A lot of folks are having fun with the news that “Joe the Plumber,” the Ohio man who famously tangled with Obama over his “spread the wealth” comment back in 2008, has now gotten himself a union job with Chrysler Group LLC. Ever since that encounter with Obama, Joe has enjoyed years of national recognition as the leading regular-guy critic of Obama’s penchant for seizing people’s hard earned money and giving it away to others.

As the Toledo Blade reports, Joe the Plumber — a.k.a. Samuel Wurzelbacher — says he was required to join the United Auto Workers, now that he works for a union shop, and claims he’s been called a “Tea Bagger” by at least one pro-union co-worker. “I’m a Republican who was cast into the limelight for having the temerity to confront Barack Obama on the question of redistributing wealth,” Joe says. “But I’m a working man, and I’m working.”

The union angle is fun, but it’s worth noting another interesting and amusing irony to this tale.

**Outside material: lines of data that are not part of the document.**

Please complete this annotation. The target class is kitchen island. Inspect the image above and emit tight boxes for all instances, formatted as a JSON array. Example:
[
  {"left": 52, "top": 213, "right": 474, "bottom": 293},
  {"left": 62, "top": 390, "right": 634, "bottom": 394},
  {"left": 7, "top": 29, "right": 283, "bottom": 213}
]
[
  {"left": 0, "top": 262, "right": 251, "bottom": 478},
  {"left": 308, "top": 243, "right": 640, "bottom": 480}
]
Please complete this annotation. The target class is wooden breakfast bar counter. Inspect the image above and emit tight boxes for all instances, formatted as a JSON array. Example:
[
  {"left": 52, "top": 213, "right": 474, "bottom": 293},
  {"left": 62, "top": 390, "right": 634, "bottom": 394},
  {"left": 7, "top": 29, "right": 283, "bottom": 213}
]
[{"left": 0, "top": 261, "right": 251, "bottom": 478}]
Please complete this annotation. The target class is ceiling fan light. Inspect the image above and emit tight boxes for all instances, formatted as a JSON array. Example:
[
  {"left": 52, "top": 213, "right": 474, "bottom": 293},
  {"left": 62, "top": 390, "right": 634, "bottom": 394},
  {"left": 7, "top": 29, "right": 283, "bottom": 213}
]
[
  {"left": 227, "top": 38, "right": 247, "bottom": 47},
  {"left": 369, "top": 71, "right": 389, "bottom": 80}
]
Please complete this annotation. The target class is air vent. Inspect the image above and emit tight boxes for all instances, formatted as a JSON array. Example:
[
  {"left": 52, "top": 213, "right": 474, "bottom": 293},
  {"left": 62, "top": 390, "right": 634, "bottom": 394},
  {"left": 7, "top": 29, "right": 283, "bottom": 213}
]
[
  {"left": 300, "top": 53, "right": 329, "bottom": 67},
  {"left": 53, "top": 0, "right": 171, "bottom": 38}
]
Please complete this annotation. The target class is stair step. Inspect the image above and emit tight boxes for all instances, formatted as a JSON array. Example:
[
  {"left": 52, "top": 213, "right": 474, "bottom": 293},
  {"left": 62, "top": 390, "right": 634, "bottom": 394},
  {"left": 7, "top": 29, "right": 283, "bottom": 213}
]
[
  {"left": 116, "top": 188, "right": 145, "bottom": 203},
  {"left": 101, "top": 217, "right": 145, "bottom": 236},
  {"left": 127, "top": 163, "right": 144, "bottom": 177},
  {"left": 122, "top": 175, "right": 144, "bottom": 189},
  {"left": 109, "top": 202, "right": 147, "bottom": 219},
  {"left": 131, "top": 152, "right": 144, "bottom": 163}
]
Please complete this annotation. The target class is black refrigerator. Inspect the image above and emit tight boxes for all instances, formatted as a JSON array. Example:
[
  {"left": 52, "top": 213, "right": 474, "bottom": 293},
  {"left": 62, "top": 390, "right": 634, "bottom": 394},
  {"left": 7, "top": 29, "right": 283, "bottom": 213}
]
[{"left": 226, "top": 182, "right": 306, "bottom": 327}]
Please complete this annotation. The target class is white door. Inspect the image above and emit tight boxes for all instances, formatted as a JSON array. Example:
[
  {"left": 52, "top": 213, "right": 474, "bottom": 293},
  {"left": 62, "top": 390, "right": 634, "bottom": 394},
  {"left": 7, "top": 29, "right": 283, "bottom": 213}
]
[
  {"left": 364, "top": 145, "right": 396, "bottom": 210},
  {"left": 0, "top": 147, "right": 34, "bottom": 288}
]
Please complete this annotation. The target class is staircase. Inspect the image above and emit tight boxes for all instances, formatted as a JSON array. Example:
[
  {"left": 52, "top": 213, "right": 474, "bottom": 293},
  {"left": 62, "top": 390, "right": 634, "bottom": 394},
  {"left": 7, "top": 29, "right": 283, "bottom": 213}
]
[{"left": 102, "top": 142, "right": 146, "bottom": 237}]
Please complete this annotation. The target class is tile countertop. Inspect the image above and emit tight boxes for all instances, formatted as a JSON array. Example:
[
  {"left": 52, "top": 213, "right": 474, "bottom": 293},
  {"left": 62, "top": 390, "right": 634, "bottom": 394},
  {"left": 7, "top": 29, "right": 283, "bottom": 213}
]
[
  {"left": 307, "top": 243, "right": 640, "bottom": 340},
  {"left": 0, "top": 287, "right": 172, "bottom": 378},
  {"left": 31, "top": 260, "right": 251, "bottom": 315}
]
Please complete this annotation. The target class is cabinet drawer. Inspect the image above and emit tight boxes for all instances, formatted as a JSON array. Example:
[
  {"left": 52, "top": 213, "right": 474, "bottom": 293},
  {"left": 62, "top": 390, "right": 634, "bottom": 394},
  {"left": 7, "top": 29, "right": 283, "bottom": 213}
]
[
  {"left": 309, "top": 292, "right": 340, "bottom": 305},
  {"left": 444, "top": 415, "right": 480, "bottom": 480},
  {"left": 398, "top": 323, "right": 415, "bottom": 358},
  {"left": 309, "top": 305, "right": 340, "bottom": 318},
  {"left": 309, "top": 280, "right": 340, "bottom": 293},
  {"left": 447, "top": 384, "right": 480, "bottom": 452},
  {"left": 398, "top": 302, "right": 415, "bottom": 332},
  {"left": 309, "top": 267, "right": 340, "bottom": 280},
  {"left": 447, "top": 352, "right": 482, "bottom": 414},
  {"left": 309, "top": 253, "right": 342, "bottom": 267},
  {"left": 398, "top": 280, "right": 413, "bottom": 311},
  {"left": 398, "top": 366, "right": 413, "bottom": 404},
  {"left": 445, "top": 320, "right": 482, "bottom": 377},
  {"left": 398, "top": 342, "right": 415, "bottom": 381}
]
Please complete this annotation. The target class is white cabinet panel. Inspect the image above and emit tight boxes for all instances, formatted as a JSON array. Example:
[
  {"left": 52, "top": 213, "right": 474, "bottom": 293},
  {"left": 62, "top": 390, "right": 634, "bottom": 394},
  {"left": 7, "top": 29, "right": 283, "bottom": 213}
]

It appears plausible that Joe the Plumber may not have gotten this auto job if it weren’t for the hated bailout of the auto industry, which was first championed by George W. Bush and then became a leading symbol for years of Obama’s penchant for big-footed government intervention in the private market.

Sean McAlinden, who has studied the auto-bailout as the chief economist for the non-profit Center for Automotive Research, tells me it’s likely Joe’s new job is at one of two Chrysler plants currently operating in Toledo, Ohio, Joe’s home town. (I’ve emailed Joe asking for more info.)

“He wouldn’t have gotten a job in Toledo if Chrysler hadn’t been bailed out,” McAlinden tells me. “The unemployment rate in Toledo would have been at 15 percent.”

The Center for Automotive Research recently released a report finding that the federal bailout of Chrysler, GM, and auto parts suppliers saved 1.5 million jobs. McAlinden, the chief author of the report, says the bailout was one of the “most successful” government interventions “in U.S. economic history.”

These jobs saved by the bailout almost certainly would have included the one Joe the Plumber now has,” McAlinden tells me.

If there had been no bailout, McAlinden says, “Chrysler would have shut down immediately. No production; no jobs; no pension payments; no nothing. Within 90 days the salaried people would have scattered to the winds, and the plants would have started to fall apart. The suppliers would have failed.”

“An auto company is not just itself,” McAlinden continued, suggesting those jobs would have disappeared for good without a bailout: “There wasn’t anyone else to give them a loan. There wasn’t anyone else to buy Chrysler. You can’t shut an automotive factory and just start it up again like a motorcycle in your garage three months later. It’s part of a factory ecosystem. Each factory has around 1,100 suppliers. They wouldn’t have been there. The skilled labor would have been gone — they would have left to find jobs somewhere else.”

“Those plants survived,” McAlinden said. “Their supply chains survived. Their product development teams survived. The whole ecosystem of designing and building automobiles survived.”

Asked if the industry — and jobs like the one Joe seems to occupy — could have rebounded without the bailout, McAlinden said: “You don’t shut down and bankrupt a company for too long. No one will buy their product again. Nobody will trust its warranties or trust that it will be there in four years when you need its parts and services. If that company stayed down for two long, its whole consumer base would have fled.”

“I hope that Joe gets that bonus check in 12 months,” McAlinden joked. “Maybe that bonus check will change his economic philosophy.”